Govt notifies Digital Personal Data Protection Rules

New Delhi: The government has released the long-awaited Digital Personal Data Protection Rules 2025 on Friday, which will be implemented in phases spread over 12-18 months.

The rules aim to give citizens control over their data, allow them to check for misuse, and protect their privacy in the online space.

However the rules will become completely operational only after 18 months.

“Now, therefore, in exercise of powers conferred by sub-sections (1) and (2) of section 40 of the Digital Personal Data Protection Act, 2023 (22 of 2023), the Central Government hereby makes the following rules, ... These rules may be called the Digital Personal Data Protection Rules, 2025,” the notification said.

The rules are expected to help citizens avoid spam calls and unauthorised access to their personal data, video, and voice via any digital means.

Individuals under the rules get power to revoke their consent at any time they wish through consent managers.

Some parts of the rules will be implemented immediately, while provisions like registration and obligations of consent managers come into force one year after the date of the notification.

The process related to data processing and rules that will regulate data platforms will come into effect after 18 months.

The rules have notified the structure and functions of the Data Protection Board which will operate digitally and conduct proceedings in a manner that does not require physical presence of any individual.

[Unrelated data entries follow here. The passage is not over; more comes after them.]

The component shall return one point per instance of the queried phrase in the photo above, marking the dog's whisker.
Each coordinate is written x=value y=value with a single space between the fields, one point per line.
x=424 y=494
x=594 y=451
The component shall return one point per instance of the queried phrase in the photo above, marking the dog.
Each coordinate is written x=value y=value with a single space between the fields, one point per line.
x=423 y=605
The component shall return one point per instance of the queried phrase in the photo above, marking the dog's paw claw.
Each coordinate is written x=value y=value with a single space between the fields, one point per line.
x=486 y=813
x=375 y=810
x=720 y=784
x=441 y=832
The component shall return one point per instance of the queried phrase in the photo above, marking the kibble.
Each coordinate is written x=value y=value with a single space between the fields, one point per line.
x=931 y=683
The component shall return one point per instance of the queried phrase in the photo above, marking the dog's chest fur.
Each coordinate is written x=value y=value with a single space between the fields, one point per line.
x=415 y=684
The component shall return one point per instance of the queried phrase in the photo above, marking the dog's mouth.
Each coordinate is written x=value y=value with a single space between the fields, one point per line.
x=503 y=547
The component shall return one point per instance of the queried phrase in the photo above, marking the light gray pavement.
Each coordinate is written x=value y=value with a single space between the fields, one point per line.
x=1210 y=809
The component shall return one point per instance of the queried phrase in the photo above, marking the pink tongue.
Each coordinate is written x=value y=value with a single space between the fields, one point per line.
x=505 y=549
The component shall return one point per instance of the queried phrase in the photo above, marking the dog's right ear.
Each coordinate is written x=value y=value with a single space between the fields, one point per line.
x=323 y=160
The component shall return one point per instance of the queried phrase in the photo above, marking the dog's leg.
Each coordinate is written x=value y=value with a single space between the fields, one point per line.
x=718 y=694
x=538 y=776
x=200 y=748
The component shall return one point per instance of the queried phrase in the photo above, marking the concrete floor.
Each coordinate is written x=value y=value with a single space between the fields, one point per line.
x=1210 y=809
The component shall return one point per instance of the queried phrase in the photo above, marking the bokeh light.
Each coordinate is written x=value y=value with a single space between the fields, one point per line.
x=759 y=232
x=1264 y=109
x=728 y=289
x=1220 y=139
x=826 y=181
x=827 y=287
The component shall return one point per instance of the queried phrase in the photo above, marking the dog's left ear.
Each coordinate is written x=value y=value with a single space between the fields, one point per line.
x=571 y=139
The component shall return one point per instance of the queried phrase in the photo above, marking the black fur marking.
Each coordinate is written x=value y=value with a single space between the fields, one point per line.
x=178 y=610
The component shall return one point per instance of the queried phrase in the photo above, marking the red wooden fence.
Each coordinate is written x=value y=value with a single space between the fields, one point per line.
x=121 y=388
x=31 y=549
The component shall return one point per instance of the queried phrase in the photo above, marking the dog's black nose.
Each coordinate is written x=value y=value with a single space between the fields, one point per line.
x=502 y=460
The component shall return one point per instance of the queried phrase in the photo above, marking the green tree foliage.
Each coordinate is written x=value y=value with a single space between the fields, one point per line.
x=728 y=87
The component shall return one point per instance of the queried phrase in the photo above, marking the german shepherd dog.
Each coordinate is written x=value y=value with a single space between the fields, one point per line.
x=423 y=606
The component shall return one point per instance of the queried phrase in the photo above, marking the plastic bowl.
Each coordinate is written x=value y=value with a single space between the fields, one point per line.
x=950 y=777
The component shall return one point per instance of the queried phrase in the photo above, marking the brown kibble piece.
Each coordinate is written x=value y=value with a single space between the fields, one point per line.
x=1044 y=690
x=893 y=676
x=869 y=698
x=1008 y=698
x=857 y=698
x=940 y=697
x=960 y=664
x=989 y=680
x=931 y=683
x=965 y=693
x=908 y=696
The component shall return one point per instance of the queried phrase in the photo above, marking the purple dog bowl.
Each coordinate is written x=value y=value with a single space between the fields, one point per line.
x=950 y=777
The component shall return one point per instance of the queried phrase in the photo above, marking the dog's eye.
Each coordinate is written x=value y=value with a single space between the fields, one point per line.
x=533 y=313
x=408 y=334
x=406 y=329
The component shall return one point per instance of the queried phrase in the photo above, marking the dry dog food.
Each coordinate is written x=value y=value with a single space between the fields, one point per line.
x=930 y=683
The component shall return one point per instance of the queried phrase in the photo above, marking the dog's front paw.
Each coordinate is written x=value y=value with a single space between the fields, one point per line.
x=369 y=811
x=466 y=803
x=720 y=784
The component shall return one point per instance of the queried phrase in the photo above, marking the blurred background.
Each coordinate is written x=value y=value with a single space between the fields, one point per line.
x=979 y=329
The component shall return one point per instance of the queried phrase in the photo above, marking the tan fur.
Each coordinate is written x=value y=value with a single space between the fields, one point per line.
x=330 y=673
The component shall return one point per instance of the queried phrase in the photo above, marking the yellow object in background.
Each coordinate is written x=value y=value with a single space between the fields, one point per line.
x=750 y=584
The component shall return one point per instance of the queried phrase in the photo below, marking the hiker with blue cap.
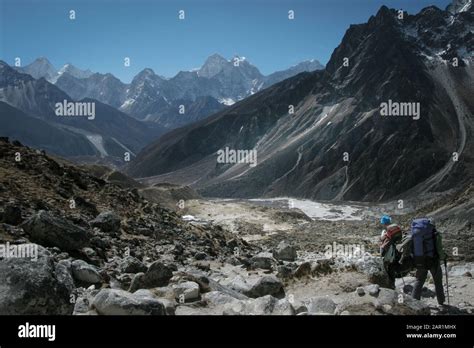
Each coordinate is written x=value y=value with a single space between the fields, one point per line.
x=427 y=250
x=390 y=237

The board will be authorised to levy penalties based on the nature of the breach as listed in the DPDP Act 2023. The DPDP Act 2023 has provisions to impose penalties of up to Rs 250 per breach on data fiduciaries. However, it has kept a graded penalty system to protect small businesses. The rules tighten noose on data breaches.

Any platform that learns about data breach will need to intimate each affected data principal, in a concise, clear and plain manner and without delay, through her user account or any mode of communication registered by her with the platform.

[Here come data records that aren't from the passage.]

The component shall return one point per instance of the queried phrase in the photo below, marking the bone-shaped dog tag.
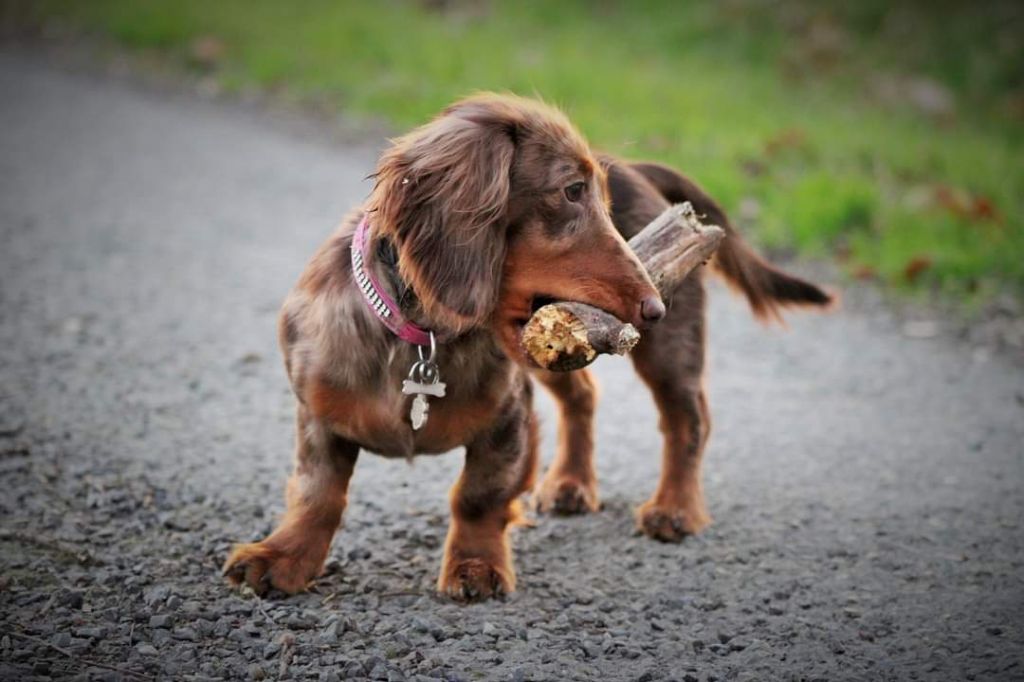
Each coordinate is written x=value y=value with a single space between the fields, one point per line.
x=421 y=407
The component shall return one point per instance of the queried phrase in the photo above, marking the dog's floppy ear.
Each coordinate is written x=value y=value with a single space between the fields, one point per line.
x=441 y=195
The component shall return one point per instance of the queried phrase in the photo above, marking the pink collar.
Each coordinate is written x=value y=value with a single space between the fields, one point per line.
x=383 y=305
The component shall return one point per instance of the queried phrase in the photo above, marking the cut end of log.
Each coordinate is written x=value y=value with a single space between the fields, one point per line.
x=568 y=336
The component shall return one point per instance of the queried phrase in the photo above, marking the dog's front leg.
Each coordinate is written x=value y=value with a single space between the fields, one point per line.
x=500 y=465
x=317 y=493
x=569 y=486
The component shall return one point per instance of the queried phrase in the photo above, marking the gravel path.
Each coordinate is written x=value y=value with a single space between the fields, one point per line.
x=866 y=486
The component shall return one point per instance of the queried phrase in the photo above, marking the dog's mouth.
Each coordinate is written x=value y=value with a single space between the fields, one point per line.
x=538 y=302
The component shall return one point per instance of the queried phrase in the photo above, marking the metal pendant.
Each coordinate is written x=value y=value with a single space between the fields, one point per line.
x=424 y=380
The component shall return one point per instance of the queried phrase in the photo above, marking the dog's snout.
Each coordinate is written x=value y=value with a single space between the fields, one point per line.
x=651 y=309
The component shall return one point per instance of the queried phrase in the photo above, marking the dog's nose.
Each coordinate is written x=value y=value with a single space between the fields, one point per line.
x=651 y=309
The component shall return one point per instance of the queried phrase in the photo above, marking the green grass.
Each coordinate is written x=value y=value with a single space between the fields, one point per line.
x=775 y=108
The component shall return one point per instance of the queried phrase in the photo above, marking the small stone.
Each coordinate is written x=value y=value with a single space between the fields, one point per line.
x=71 y=598
x=163 y=621
x=186 y=634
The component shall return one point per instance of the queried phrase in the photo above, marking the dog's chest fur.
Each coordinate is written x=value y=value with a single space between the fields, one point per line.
x=376 y=414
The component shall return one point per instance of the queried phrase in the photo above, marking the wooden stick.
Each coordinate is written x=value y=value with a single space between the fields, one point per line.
x=566 y=335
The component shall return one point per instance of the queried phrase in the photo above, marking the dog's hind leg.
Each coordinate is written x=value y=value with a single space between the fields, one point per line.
x=317 y=493
x=670 y=359
x=569 y=486
x=500 y=466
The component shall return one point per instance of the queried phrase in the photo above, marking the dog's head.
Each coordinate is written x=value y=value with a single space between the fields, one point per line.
x=497 y=206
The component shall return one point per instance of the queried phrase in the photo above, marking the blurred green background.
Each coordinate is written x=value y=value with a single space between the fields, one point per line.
x=887 y=136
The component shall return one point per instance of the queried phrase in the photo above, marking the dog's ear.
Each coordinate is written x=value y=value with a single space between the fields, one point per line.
x=441 y=195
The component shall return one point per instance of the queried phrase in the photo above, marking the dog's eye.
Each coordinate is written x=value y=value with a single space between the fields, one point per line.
x=573 y=193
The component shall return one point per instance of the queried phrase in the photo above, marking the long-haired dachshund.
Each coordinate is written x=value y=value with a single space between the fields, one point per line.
x=401 y=335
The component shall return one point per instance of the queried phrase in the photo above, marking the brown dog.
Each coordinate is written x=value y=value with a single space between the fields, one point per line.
x=476 y=219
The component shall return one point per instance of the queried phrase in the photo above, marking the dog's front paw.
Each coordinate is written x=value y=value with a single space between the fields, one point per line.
x=260 y=565
x=474 y=580
x=671 y=523
x=563 y=495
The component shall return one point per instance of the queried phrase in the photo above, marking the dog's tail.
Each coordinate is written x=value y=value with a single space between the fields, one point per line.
x=767 y=288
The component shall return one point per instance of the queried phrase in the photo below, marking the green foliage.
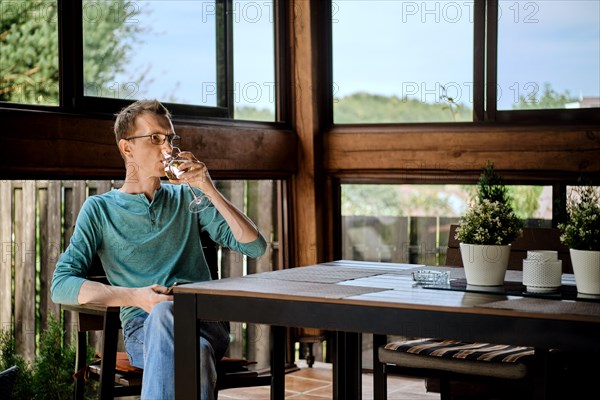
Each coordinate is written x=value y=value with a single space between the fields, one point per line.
x=372 y=108
x=490 y=219
x=9 y=357
x=110 y=32
x=581 y=230
x=53 y=366
x=49 y=376
x=29 y=47
x=395 y=200
x=525 y=200
x=491 y=186
x=254 y=114
x=549 y=99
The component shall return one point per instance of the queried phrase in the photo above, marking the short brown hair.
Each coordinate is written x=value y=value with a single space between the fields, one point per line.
x=125 y=121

The rules came into force eight years after the Supreme Court, on August 24, 2017, held that the Right to Privacy is a Fundamental Right with restrictions specified and relatable to fundamental rights as embedded in the Constitution.

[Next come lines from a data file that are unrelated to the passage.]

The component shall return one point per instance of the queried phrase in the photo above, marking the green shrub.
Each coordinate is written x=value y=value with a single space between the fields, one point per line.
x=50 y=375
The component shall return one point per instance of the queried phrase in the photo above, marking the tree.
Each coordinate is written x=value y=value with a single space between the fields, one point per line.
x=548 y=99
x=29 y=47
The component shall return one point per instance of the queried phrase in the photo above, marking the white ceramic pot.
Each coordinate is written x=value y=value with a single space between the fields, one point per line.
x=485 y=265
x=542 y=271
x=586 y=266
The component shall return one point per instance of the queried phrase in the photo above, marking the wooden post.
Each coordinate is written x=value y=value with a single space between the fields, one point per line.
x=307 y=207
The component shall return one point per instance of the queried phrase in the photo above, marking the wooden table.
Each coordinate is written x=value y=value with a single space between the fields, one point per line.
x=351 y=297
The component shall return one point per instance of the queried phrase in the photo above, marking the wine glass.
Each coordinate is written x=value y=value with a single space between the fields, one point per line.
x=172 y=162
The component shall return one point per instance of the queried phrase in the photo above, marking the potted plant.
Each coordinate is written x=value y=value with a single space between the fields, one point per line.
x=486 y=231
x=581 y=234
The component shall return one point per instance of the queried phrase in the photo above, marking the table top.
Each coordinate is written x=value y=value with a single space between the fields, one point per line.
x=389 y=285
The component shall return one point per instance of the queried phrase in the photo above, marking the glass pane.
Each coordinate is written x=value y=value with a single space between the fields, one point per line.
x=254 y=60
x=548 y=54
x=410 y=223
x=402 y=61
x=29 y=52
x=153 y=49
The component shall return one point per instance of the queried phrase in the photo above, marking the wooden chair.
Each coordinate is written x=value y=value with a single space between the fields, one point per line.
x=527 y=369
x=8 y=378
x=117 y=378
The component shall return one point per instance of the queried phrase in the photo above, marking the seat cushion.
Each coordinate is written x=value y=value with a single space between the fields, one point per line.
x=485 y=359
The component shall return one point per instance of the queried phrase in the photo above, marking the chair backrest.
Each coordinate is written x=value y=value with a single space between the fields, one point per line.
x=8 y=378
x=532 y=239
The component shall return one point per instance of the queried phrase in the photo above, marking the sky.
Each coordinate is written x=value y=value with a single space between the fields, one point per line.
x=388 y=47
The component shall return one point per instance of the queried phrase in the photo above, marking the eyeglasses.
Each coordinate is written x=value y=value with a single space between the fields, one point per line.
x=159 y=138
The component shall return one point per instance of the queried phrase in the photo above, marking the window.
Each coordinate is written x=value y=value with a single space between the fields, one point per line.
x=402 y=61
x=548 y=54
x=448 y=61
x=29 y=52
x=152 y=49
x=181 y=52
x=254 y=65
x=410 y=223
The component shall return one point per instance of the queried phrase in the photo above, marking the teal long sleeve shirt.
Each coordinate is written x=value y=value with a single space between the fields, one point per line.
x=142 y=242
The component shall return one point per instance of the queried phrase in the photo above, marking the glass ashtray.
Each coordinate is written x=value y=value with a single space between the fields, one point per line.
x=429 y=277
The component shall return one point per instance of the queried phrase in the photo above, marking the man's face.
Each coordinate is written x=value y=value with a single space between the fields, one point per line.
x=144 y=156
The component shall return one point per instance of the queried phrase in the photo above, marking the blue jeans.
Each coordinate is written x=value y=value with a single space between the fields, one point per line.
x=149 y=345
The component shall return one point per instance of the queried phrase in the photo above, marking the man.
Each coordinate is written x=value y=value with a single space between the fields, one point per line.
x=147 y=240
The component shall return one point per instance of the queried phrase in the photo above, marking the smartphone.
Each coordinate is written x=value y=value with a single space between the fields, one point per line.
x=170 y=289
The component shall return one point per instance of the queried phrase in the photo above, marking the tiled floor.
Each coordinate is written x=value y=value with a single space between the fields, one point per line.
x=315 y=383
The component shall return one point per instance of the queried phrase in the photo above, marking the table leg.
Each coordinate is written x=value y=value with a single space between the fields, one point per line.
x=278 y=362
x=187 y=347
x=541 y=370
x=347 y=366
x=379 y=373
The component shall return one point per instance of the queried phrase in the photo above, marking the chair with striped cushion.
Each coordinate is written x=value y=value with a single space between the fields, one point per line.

While the rules published under the Digital Personal Data Protection Act 2023 grant the right to citizens to protect their data, it also expects them not to suppress any information about themselves for any government-issued IDs or documents, refrain from filing false or frivolous complaints, and provide only verifiable information when requesting data correction or deletion.

With the DPDP Rules in place, citizens can take recourse if their phone numbers are leaked for unauthorised calls. The rules will help investigate and identify the entity that leaked the phone number of an individual without consent, and penal actions can be taken against those found guilty.

The provisions of DPDP Rules restrict rights of citizen in cases of enforcing court orders, prevention, detection, investigation or prosecution of any offence, also for an individual who is in overseas and has signed any contract or given consent to a foreign entity. It will not be applicable in cases related to ascertaining the financial information and assets and liabilities of any person who has defaulted in payment due on account of a loan and in cases where the centre decides to exempt certain data fiduciaries including start-ups mainly for implementing government schemes, research and innovation purposes.